Edward R. King was a portrait, figure and landscape painter, the son of William Bignell King and Agnes Jane King, née Maybury. He was the brother of the painter, etcher and illustrator William Gunning King (1859-1940) and they shared an address at South Harting, near Petersfield, Hampshire.
King seems to have had no formal training as an artist although he studied the violin in Leipzig and carried on parallel careers in music and art for a time. He was active from 1884, exhibiting in London at the Royal Academy, Royal Institute of Oil Painters, Fine Art Society, Grosvenor Gallery, New English Art Club and the Society of British Artists. JW was President of the latter society from 1886-1888. He also exhibited at the Royal Society of Artists in Birmingham, Manchester City Art Gallery and Walker Art Gallery in Liverpool. King’s illustrated work was published in the Illustrated London News between 1883 and 1887 and in the Pall Mall Magazine.
His sympathetic treatment of gritty rural and urban subjects was admired by Vincent van Gogh. In 1888 he was elected a member of the New English Art Club in 1888, the year JW exhibited with the group.In 1889 King was amongst those proposed guests to a dinner organised by W. C. Symons to congratulate JW on becoming an Honorary Member of the Royal Academy of Munich, a dinner which was to be held at the Criterion in Piccadilly on 1 May.
However in 1925 he was committed to St James’ Hospital in Milton, Portsmouth, after suffering a breakdown following his wife’s death from consumption. although he continued to paint.

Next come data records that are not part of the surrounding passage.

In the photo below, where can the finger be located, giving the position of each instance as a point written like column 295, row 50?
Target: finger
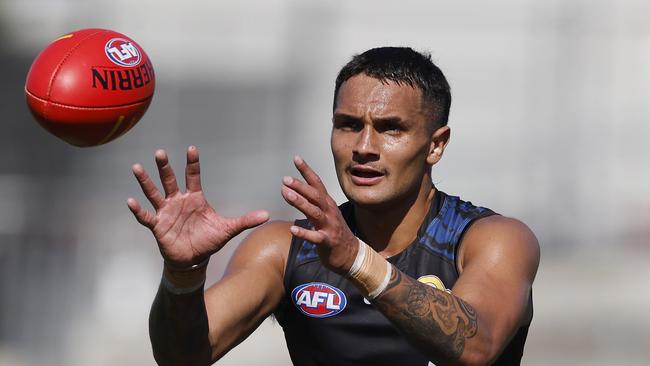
column 312, row 212
column 308, row 173
column 143, row 216
column 312, row 236
column 236, row 225
column 193, row 170
column 167, row 176
column 308, row 192
column 148, row 187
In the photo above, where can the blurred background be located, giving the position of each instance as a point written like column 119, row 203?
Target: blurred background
column 550, row 121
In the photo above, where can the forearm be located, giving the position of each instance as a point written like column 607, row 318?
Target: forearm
column 178, row 323
column 434, row 321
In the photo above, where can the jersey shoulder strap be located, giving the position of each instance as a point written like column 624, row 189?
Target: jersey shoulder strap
column 445, row 230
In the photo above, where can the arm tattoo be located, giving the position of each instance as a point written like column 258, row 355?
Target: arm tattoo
column 431, row 319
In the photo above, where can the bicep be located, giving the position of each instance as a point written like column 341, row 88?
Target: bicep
column 250, row 289
column 498, row 261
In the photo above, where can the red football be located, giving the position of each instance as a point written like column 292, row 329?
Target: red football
column 90, row 86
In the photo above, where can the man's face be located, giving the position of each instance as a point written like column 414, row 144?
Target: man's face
column 380, row 141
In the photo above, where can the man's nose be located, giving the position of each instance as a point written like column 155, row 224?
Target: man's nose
column 367, row 141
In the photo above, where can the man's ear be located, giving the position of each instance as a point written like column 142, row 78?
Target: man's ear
column 439, row 141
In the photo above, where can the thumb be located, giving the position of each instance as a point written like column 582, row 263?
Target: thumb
column 247, row 221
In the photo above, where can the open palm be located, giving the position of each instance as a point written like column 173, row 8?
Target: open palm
column 186, row 227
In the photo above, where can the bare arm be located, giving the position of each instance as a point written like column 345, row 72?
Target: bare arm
column 473, row 324
column 187, row 326
column 498, row 261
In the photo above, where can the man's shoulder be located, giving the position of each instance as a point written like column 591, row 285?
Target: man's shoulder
column 268, row 243
column 496, row 236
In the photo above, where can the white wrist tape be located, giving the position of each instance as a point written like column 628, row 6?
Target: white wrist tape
column 370, row 271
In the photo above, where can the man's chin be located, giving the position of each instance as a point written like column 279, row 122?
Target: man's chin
column 369, row 200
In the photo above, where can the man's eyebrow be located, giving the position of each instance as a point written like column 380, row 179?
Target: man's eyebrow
column 340, row 115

King absorbed himself in his art whilst in hospital and encouraged by staff, who recognised the importance of his art to his recovery, he became a familiar sight around the hospital farm and the waterfront at Milton Locks. He created a huge number of works during this time, and after the 1941 Blitz bombings was commissioned by the Mayor of Portsmouth to document its devastating aftermath. Now he could be seen sat painting amongst the rubble, hiding unfinished pieces within the wreckages to return to later.